Parallel to their story runs a forbidden romance between two Confederate soldiers. The young men, recently returned from the war to the town of Old Ox, hold their trysts in the woods. But when their secret is discovered, the resulting chaos, including a murder, unleashes convulsive repercussions on the entire community. In the aftermath of so much turmoil, it is Isabelle who emerges as an unlikely leader, proffering a healing vision for the land and for the newly free citizens of Old Ox.
With candor and sympathy, debut novelist Nathan Harris creates an unforgettable cast of characters, depicting Georgia in the violent crucible of Reconstruction. Equal parts beauty and terror, as gripping as it is moving, The Sweetness of Water is an epic whose grandeur locates humanity and love amid the most harrowing circumstances.
Yep, 100% agree with the publisher on this one. These characters are unforgettable and Harris does a wonderful job of balancing the terror and beauty of this time, this place, and these people. While very bad things do happen, though, Harris balances that with hope and it made all the difference for me.

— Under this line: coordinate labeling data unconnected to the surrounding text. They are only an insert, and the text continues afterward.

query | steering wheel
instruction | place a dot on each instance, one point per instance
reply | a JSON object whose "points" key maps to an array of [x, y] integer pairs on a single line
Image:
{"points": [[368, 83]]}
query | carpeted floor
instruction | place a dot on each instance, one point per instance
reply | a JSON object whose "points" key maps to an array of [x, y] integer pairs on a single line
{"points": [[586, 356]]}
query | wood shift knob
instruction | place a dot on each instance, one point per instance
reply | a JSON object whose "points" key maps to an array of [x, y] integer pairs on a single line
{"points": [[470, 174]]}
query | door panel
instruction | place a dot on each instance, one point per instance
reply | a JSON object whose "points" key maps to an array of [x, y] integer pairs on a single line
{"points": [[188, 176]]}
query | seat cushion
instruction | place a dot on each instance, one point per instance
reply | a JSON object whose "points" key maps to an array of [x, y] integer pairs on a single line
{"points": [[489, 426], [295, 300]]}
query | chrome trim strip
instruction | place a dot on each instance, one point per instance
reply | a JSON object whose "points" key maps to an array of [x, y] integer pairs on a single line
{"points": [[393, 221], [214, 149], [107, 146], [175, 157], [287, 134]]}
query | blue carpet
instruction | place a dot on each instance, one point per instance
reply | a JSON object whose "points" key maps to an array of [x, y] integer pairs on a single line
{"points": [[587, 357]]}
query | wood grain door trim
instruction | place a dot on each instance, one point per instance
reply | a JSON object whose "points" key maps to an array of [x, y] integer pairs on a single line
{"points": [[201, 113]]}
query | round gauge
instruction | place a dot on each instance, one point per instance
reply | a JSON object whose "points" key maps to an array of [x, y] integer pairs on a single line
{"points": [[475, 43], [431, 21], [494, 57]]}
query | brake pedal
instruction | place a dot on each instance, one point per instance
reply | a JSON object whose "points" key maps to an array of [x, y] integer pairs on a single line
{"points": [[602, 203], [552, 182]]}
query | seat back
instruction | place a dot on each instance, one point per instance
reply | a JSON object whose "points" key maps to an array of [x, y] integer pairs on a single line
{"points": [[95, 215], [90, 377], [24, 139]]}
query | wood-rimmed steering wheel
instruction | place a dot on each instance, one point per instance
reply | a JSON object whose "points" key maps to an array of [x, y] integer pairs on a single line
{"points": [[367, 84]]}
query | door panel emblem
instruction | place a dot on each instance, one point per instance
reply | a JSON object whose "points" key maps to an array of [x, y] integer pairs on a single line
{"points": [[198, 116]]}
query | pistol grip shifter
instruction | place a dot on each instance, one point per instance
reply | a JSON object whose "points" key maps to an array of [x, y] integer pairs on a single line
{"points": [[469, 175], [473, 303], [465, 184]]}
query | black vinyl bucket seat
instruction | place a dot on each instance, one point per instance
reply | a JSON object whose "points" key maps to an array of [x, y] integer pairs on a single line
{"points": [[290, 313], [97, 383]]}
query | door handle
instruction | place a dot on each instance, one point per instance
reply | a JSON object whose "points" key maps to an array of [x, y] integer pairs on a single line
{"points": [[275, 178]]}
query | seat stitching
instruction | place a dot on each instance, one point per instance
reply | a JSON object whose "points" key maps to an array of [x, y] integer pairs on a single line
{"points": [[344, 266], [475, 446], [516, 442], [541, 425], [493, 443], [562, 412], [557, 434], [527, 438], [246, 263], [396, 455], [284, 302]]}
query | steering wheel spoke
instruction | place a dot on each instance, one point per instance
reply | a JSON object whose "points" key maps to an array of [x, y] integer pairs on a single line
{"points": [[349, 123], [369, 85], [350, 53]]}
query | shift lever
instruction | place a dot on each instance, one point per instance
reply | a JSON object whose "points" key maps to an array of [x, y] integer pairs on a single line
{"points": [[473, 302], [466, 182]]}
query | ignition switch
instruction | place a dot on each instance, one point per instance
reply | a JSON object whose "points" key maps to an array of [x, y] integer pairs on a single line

I'm not sure why this one didn't get more press and acclaim.
For the second time in one post, I have to admit to agreeing with Kirkus Reviews who found this book just as moving as I did.
The Invisible Life of Addie LaRue
by V. E. Schwab
Read by Julia Whalen
Published October 2020 by Tom Dougherty Associates
France, 1714: in a moment of desperation, a young woman makes a Faustian bargain to live forever and is cursed to be forgotten by everyone she meets.
Thus begins the extraordinary life of Addie LaRue, and a dazzling adventure that will play out across centuries and continents, across history and art, as a young woman learns how far she will go to leave her mark on the world.
But everything changes when, after nearly 300 years, Addie stumbles across a young man in a hidden bookstore and he remembers her name.
If you look at this one on Goodreads, you'll find that you'll see a lot of one- and two-star reviews and then a lot of five-star reviews, not much in between. Here's the thing - I get both of those reactions. It's too long and probably Schwab spends too much time in the present and not enough time following Addie through the 300 years of her life. We learn that she spent time working as a spy during WWII but we know nothing her experiences doing that. We know that she traveled over time but never to a country where the population was anything other than predominately white. And we have to buy into the idea that she could fall for the the devil to whom she has promised her soul and who appears to her in a form she conceived (the ultimate bad boy).
This one was, perhaps, the right book at the right time for me because I was willing for forgive Schwab most of that (except maybe perhaps the length). How hard would it be to survive if no one ever remembered you - you couldn't hold a job, couldn't rent an apartment. It's impossible to survive while never bending the rules yet, when she finally does meet the man who does remember her, how to justify all she's done? And how will their relationship survive? I found myself more than willing to suspend disbelief and go along for the ride. Julia Whelan's reading, as always, only served to enhance the experience.
And that's a wrap for 2021 folks. No year-end statistics. Just an updated list at the top of this page of my favorite books of the year.